Still unclear is why most heavy drinkers do not develop ALD. Research on families, especially on twins, strongly indicates that some individuals are more susceptible than others for genetic reasons. Two likely types of candidate are the genes which make the enzymes that break down alcohol in the liver and those which produce cytokines, molecules involved in the body’s immune system.
Professor Schuckit estimated that multiple genetic factors combined together to explain 40-60% of the risk of alcohol abuse and dependence. Again, the role of heredity is apparent from the repeated observation that close relatives of alcoholics are three to four times more likely than other people to become alcoholics themselves.
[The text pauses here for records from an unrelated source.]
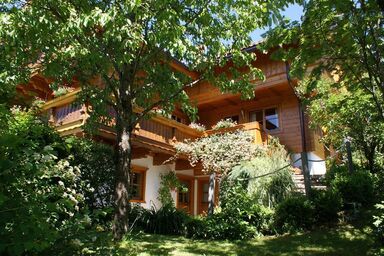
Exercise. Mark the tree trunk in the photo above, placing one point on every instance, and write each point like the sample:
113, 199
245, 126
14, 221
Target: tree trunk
123, 175
306, 173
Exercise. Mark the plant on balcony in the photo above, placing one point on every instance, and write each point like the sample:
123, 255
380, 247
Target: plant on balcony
129, 47
197, 126
224, 123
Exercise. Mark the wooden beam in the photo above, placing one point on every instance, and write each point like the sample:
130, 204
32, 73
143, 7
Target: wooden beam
182, 164
139, 153
159, 158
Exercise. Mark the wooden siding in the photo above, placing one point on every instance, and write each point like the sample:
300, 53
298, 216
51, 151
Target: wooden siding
283, 99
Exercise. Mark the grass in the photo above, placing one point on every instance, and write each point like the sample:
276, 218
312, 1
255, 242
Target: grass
342, 240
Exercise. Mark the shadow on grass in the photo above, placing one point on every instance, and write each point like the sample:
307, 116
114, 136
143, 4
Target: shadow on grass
344, 240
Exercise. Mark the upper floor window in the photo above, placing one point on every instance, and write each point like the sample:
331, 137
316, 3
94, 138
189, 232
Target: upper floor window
233, 118
178, 119
267, 118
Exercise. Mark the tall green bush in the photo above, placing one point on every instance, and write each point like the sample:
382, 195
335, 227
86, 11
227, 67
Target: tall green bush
41, 199
238, 217
267, 181
96, 161
295, 213
357, 187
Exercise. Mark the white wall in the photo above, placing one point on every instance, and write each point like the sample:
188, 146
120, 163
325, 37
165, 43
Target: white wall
152, 180
315, 168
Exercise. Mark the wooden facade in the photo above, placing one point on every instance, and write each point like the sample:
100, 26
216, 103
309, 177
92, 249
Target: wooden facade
156, 137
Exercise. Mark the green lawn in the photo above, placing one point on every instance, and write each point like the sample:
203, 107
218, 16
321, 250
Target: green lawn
343, 240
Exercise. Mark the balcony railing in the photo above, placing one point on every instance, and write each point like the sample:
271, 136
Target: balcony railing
68, 117
253, 128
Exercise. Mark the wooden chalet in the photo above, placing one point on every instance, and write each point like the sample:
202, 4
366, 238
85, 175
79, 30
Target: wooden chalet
275, 111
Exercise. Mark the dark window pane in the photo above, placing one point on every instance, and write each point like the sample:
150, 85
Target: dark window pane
271, 119
233, 118
256, 116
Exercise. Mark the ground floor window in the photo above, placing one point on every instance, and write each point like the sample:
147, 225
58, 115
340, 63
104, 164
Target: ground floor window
138, 175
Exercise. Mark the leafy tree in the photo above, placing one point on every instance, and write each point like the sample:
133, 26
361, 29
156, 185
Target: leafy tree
344, 40
347, 114
220, 152
126, 47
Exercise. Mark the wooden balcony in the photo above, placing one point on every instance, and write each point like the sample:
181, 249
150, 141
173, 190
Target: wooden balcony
253, 128
159, 132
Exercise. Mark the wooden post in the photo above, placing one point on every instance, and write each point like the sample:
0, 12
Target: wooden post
349, 155
211, 193
307, 177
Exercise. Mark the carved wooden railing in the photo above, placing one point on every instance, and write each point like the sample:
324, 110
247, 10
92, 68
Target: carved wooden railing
67, 117
253, 128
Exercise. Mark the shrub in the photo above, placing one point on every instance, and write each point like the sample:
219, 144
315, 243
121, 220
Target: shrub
238, 217
263, 183
96, 161
166, 221
379, 223
41, 193
356, 187
327, 204
294, 214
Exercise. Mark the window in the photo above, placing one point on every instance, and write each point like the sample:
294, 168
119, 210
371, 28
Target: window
267, 118
205, 193
138, 184
178, 119
233, 118
184, 195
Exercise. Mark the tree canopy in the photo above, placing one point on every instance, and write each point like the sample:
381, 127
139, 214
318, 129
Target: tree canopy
338, 48
126, 49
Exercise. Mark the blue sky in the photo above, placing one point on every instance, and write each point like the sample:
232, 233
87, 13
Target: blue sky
293, 12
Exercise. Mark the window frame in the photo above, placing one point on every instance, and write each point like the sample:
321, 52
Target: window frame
279, 129
143, 172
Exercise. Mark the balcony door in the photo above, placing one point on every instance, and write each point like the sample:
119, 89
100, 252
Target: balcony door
185, 198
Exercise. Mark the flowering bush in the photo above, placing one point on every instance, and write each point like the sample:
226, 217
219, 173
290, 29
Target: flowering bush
41, 193
220, 152
224, 123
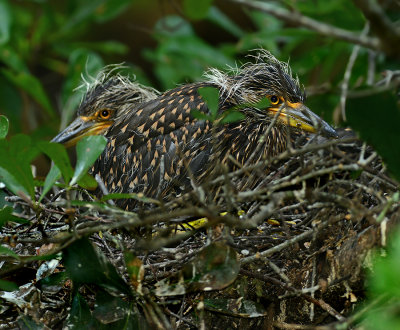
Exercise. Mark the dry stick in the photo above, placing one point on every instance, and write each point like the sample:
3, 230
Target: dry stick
297, 19
281, 246
347, 73
382, 26
319, 302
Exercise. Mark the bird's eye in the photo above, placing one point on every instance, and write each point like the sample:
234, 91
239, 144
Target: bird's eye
274, 99
105, 114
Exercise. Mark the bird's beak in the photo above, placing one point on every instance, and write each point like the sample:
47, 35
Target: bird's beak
82, 126
298, 115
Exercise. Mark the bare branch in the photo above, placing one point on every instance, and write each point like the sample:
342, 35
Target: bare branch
297, 19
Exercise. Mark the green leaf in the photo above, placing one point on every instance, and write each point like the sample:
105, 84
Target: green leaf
210, 96
15, 170
53, 175
219, 18
87, 265
8, 252
4, 124
135, 269
6, 216
236, 307
32, 86
196, 9
110, 9
58, 154
80, 316
87, 182
88, 150
28, 323
232, 116
376, 118
8, 286
5, 22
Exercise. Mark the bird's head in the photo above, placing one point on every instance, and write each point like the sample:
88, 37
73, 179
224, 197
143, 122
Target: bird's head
269, 78
107, 98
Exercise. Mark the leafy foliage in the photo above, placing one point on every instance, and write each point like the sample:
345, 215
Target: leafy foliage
46, 47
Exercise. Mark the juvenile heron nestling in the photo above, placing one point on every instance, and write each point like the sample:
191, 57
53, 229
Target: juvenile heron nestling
158, 148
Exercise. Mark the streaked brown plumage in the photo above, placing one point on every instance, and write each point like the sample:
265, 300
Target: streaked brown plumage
154, 144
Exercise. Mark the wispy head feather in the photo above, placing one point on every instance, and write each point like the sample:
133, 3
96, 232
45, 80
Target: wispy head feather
253, 81
110, 89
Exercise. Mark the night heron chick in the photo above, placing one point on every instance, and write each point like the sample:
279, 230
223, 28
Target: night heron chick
160, 149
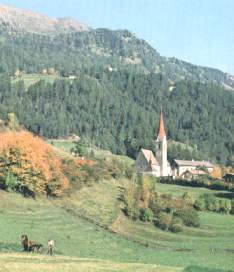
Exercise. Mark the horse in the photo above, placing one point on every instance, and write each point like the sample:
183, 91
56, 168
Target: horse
30, 246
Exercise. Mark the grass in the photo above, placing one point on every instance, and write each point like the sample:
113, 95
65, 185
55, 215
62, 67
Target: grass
92, 234
24, 263
85, 226
30, 79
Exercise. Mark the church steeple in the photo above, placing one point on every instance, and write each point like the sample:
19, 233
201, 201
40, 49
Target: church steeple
161, 132
161, 147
The increased relative risk is seen even among sons and daughters of alcoholics who have been adopted and raised away from the influence of an alcoholic parent. The same conclusion comes from comparisons between identical twins (who share all of the same genes) and non-identical twins (who do not share all of their genes).
Schuckit’s own research focuses not on “genes for alcoholism” per se but on those that determine characteristics which in turn affect the chances of an individual becoming alcoholic. One group of candidates are genes that influence a person’s response to alcohol and the level of intake at which they become intoxicated. Also under investigation are genes involved in the detoxification of alcohol by the liver - the same types of gene being studied for their influence on ALD.